Given that ZYG-1 is essential for proper centrosome duplication (O’Connell et al. 2001), we speculated that the szy-14 mutation might suppress the embryonic lethality of zyg-1(it25) mutants via restoration of centrosome duplication. To examine centrosome duplication events, we quantified the percentage of bipolar spindles at the second mitosis, which indicates successful centrosome duplication during the first cell cycle (Figure 1, A and B). At the restrictive temperature 24°, both double mutant embryos, zyg-1(it25); szy-14(bs31) (79.9 ± 22.0%) and zyg-1(it25); szy-14(bs38) (51.4 ± 24.4%) produced bipolar spindles at a significantly higher rate, compared to zyg-1(it25) single mutant embryos (3.3 ± 4.4%) (Figure 1B).

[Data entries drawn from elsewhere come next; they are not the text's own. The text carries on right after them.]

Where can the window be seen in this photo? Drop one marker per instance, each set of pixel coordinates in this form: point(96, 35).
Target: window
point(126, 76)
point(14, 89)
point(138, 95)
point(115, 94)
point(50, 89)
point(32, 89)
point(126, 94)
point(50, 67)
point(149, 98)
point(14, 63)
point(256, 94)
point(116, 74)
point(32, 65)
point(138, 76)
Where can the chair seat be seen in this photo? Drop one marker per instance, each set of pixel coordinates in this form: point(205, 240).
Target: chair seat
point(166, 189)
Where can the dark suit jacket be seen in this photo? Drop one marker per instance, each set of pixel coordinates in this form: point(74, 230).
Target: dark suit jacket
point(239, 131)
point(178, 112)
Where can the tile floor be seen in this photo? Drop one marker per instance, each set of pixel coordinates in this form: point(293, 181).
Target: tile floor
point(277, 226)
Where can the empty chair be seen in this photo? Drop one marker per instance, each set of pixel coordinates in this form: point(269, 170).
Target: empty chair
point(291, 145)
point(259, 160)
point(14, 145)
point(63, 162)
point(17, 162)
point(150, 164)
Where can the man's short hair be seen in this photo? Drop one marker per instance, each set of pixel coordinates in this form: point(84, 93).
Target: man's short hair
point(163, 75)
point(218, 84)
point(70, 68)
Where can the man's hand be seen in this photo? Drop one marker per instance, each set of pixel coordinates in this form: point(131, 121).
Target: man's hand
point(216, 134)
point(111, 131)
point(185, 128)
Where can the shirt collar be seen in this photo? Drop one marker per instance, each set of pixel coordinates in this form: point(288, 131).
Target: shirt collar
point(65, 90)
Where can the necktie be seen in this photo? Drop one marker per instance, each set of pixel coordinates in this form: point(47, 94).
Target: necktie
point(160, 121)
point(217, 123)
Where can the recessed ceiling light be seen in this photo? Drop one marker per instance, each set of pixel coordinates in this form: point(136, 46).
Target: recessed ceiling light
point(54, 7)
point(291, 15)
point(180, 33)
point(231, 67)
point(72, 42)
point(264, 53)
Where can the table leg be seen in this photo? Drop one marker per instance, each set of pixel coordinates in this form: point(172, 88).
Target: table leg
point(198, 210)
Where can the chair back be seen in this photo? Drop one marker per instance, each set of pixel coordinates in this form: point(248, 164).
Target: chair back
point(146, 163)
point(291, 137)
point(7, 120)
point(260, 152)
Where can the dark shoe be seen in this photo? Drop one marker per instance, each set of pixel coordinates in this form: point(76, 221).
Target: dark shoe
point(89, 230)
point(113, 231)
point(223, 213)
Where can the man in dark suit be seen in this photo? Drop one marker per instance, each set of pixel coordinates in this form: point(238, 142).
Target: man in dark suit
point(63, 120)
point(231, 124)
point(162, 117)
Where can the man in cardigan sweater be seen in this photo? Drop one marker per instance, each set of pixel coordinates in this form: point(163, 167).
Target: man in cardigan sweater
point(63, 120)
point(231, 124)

Our observation shows that the szy-14 mutation restores centrosome duplication in zyg-1(it25) embryos, thereby restoring embryonic viability to zyg-1(it25) mutants.

Molecular identification of szy-14

The szy-14 gene was initially mapped to the right arm of chromosome II between the morphological markers dpy-10 and unc-4 (Kemp et al. 2007). Using fine physical mapping, we located szy-14 to an interval of 57 kb (ChrII: 9621265.. 9678204; Wormbase.org) that contains several known cell cycle regulators. Based on the genetic map position of the szy-14 suppressor, we sequenced candidate genes within this interval to detect any mutations in szy-14 mutants. Sequencing revealed that szy-14(bs38) mutants contain a single substitution (C-to-T) in exon 2, and szy-14(bs31) mutants carry a mutation (G-to-A) in exon 5 of the ORF ZK1307.6 that corresponds to the fzr-1 gene. Consistently, inhibiting FZR-1 by RNAi soaking partially restores embryonic viability in both zyg-1(it25) and zyg-1(or409) mutant alleles (Table 1), indicating that loss-of-function of fzr-1 leads to the restoration of embryonic viability to the zyg-1 mutants. Together, we determined that the bs31 and bs38 mutations are alleles of the fzr-1 gene. Hereafter, we refer to szy-14(bs31) and szy-14(bs38) mutants as fzr-1(bs31) and fzr-1(bs38) mutants, respectively.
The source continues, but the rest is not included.